With inflation pressures contained and core CPI moving towards the target midpoint, the RBNZ now remains squarely focused on trying to revive growth and absorbing the created spare capacity. NZ GDP growth momentum is projected to pick up over the next 12-18 months as “lower interest rates encourage spending”, although global uncertainty may create headwinds for business investment. Notably, the RBNZ also noted that when it comes to providing support it is not done yet with it outlining “there is scope to lower the OCR further through 2025” if things evolve like it expects. The RBNZ’s updated projections have the policy rate falling to ~3.1% by Q4 '25 with Governor Orr stating that more traditional 25bp cuts at the April and May meetings are assumed (chart 3). We would argue that the risks are skewed to the RBNZ delivering even more interest rate relief as the current outlook still only has the OCR falling to around the ‘neutral’ equilibrium zone.
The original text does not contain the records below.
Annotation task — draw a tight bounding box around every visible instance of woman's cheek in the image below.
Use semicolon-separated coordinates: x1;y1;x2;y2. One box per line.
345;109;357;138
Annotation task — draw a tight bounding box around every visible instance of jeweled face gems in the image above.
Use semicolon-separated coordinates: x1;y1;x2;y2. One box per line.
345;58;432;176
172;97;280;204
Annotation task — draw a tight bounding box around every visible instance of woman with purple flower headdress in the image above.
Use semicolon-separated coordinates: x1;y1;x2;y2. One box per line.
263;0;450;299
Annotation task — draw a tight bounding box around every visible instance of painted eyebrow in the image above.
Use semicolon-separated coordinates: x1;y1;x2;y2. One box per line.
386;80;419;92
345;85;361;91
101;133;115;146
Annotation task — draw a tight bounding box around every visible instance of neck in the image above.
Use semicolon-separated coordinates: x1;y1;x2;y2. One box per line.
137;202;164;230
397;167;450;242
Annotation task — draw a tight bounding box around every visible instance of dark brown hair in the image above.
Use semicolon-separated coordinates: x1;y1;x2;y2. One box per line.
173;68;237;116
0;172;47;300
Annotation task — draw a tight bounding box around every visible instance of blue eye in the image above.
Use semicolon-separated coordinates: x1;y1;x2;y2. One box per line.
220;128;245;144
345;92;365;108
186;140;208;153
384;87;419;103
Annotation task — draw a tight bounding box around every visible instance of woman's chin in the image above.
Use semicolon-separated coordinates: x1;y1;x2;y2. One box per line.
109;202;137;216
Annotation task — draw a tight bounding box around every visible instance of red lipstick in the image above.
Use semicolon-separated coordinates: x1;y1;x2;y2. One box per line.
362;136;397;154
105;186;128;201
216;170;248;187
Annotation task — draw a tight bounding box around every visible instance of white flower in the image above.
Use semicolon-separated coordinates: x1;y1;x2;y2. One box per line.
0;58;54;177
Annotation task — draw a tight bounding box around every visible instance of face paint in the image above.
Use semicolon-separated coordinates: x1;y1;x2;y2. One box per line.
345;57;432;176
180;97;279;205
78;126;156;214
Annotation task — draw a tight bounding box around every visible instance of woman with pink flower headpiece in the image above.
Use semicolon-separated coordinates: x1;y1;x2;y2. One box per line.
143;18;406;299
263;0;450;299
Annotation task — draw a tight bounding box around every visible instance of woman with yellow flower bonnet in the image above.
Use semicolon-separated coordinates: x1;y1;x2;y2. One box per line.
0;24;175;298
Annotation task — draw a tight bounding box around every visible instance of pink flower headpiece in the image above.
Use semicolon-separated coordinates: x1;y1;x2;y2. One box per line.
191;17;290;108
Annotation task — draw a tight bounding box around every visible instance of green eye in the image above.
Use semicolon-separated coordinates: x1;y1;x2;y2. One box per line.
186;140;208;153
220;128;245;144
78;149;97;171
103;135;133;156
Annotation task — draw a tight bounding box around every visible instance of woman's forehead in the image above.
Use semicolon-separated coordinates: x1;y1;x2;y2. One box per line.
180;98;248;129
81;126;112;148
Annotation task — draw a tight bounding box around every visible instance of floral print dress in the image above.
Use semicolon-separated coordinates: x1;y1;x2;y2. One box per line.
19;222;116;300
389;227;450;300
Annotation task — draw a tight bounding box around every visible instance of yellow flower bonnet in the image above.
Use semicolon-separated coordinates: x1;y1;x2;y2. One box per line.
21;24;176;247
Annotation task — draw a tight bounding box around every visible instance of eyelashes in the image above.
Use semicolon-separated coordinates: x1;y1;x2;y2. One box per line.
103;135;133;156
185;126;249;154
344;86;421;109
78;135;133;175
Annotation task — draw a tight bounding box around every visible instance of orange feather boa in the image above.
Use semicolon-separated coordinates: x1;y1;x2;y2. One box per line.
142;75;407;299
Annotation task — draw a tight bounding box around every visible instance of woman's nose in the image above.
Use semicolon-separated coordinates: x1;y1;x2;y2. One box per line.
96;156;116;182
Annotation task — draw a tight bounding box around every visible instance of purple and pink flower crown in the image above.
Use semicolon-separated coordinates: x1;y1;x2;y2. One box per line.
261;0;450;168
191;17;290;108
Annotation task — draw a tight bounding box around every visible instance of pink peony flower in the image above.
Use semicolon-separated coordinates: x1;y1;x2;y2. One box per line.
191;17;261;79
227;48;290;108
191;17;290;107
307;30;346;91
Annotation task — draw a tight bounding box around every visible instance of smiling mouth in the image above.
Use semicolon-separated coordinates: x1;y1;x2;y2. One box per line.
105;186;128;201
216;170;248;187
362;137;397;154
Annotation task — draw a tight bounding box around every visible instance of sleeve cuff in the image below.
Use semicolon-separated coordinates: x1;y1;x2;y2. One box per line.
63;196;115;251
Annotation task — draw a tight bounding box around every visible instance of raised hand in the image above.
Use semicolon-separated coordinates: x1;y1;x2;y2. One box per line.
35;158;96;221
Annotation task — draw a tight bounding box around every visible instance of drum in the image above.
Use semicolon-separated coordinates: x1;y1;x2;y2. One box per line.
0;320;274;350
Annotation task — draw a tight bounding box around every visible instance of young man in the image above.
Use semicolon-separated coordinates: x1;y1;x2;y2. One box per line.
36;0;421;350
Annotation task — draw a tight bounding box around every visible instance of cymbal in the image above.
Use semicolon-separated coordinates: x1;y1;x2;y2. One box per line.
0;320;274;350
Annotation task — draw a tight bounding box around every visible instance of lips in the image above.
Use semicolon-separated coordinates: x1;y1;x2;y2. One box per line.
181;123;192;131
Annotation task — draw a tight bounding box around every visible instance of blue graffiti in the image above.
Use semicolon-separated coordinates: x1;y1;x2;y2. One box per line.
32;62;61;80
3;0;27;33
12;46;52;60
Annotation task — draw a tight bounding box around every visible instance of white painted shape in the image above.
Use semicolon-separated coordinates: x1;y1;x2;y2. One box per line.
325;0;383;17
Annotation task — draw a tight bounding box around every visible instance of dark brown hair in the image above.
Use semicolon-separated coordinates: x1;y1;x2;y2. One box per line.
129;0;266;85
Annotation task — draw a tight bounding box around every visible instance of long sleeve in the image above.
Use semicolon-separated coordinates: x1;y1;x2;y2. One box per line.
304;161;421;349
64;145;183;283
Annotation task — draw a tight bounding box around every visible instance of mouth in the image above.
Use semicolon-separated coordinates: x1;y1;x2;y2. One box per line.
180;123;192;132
In the wake of today’s RBNZ decision the NZD has dipped modestly (now ~$0.5703) and AUD/NZD has ticked up a bit (now ~1.1140). Further bouts of intermittent NZD and market volatility are likely over the coming months as US tariff measures are implemented and global risks are navigated. But with NZD sentiment/positioning metrics already very ‘bearish’ and the step down in NZ interest rates largely discounted, we think downside in the NZD may be limited (chart 4). That said, we believe the increasingly negative NZ-US yield differentials and challenges NZ may face in funding its external imbalance (the NZ current account deficit is ~6.5% of GDP) should also act to cap NZD upside potential. On net, we are forecasting NZD/USD to nudge up towards ~$0.59-0.60 later this year as the USD loses some ground.
However, on a relative basis we see more upside in AUD/NZD (downside in NZD/AUD). FX is a relative price and the diverging macro trends between Australia and NZ have been on show again over the past 24hrs. In contrast to the RBNZ, the RBA delivered a more measured 25bp rate cut yesterday and pushed back on the idea a substantial easing cycle is in the pipeline (see Market Musings: RBA: Gradual 'relief' cycle kicks off). In our judgement, interest rate spreads and other fundamentals are pointing to a higher average AUD/NZD level over the next few quarters (a lower NZD/AUD average level). We are projecting AUD/NZD to rise to ~1.13 by mid-2025 (NZD/AUD falling to ~0.8850) (chart 5). Based on the signal from our ‘fair value’ model the risks appear skewed to AUD/NZD increasing to an even higher level (NZD/AUD falling further) (chart 6).